June 2013 mid-air collision near Pemberton, British Columbia, highlights risk of relying solely on the see-and-avoid principle for collision avoidance
Richmond, British Columbia, 18 September 2014 – In its investigation report (A13P0127) released today, the Transportation Safety Board of Canada (TSB) determined that a fatal mid-air collision between a Cessna 150 and a powered glider near Pemberton, British Columbia, was caused by the failure of the see-and-avoid principle as the sole means of collision avoidance.

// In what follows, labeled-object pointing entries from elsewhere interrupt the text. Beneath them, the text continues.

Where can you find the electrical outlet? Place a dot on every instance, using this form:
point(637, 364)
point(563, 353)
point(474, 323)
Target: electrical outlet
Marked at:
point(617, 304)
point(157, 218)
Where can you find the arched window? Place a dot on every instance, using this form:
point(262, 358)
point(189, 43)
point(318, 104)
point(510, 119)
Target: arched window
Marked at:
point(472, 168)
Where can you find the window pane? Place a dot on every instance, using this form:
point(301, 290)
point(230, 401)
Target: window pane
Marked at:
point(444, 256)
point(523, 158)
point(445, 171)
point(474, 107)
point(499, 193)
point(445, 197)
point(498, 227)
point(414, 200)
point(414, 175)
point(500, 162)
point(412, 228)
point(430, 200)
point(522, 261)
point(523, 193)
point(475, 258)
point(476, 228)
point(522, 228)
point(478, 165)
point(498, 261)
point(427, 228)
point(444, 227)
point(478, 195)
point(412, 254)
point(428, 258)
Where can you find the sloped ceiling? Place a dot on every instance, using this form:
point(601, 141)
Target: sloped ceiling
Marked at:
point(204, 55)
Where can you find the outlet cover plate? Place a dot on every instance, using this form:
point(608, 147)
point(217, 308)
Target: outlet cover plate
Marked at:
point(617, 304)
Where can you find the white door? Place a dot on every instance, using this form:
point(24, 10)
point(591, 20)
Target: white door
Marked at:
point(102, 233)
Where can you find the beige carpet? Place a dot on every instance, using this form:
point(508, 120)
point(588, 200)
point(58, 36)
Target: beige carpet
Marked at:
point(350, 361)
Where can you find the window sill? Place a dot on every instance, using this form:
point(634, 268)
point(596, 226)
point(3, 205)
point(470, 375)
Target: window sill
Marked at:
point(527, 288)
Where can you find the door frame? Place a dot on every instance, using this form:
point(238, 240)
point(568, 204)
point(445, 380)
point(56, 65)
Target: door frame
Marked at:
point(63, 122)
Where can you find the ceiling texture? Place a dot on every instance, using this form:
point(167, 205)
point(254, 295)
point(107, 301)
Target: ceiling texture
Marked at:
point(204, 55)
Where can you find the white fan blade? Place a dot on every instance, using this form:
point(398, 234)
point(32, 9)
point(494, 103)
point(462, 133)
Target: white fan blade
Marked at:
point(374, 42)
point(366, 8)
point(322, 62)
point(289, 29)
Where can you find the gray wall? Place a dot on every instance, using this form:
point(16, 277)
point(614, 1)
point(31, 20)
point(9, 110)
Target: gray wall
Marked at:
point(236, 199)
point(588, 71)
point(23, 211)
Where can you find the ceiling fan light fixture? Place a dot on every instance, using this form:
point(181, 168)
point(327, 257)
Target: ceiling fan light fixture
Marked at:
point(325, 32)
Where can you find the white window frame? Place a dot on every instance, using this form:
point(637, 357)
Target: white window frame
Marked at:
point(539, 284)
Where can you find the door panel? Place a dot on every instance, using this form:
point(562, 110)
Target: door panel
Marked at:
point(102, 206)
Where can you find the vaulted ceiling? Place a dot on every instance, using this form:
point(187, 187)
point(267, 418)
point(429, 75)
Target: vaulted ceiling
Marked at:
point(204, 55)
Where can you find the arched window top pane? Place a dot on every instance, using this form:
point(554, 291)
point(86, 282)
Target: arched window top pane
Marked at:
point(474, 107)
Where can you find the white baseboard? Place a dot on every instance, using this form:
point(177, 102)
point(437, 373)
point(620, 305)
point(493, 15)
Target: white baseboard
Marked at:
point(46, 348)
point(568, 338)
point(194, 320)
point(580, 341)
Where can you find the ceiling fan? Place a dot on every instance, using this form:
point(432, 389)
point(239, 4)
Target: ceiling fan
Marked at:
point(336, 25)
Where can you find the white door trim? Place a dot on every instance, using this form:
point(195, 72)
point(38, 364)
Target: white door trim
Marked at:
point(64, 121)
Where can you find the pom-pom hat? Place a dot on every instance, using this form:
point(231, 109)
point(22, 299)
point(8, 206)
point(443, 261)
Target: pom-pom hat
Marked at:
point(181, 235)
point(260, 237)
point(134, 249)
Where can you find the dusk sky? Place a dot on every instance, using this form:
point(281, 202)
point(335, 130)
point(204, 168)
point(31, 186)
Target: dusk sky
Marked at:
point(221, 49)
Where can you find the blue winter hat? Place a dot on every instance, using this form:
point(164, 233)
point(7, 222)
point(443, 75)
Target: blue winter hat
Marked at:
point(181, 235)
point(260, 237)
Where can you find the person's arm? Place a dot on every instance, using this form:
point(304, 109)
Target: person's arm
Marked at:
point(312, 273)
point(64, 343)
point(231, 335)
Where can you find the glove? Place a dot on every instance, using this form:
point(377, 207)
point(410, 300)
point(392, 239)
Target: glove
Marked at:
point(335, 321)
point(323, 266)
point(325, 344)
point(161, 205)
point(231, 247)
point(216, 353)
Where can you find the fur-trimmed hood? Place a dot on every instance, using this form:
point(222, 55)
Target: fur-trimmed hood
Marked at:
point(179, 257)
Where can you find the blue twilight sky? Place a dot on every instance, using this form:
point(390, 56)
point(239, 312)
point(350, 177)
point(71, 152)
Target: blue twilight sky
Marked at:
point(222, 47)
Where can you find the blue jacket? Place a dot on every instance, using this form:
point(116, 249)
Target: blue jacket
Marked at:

On 29 June 2013, a Cessna 150 was flying from Lillooet to Nanaimo, British Columbia, with 1 pilot and 1 passenger aboard along a preferred air route over the Pemberton area. Meanwhile, a Stemme S10-VT motor glider on a local sightseeing flight was inbound to the Pemberton airport with 1 pilot and 1 passenger aboard. Both aircraft were flying in accordance with visual flight rules (VFR). The two aircraft collided west of Pemberton at 1218 Pacific Daylight Time. Both aircraft were destroyed and there were no survivors.
The investigation found that the weather was clear and the winds were calm in the area at the time of the occurrence. The converging tracks of the two aircraft caused blind spots for the pilots. This factor, coupled with human vision limitations offered reduced opportunities for the pilots to avoid the collision. During the collision, the right wings of both aircraft were shorn off in mid-air rendering the aircraft uncontrollable, and the collision with terrain that ensued was unsurvivable.
If the see-and-avoid principle is relied upon as the sole means of collision avoidance when flying under VFR, there is a continued risk of collision. The TSB has investigated numerous occurrences (most recently A12H0001) where reliance on the see-and-avoid principle resulted in a mid-air collision. The investigation report mentions numerous technologies (link to Appendix B of report) that can assist pilots with collision avoidance.
The TSB is an independent agency that investigates marine, pipeline, railway and aviation transportation occurrences. Its sole aim is the advancement of transportation safety. It is not the function of the Board to assign fault or determine civil or criminal liability.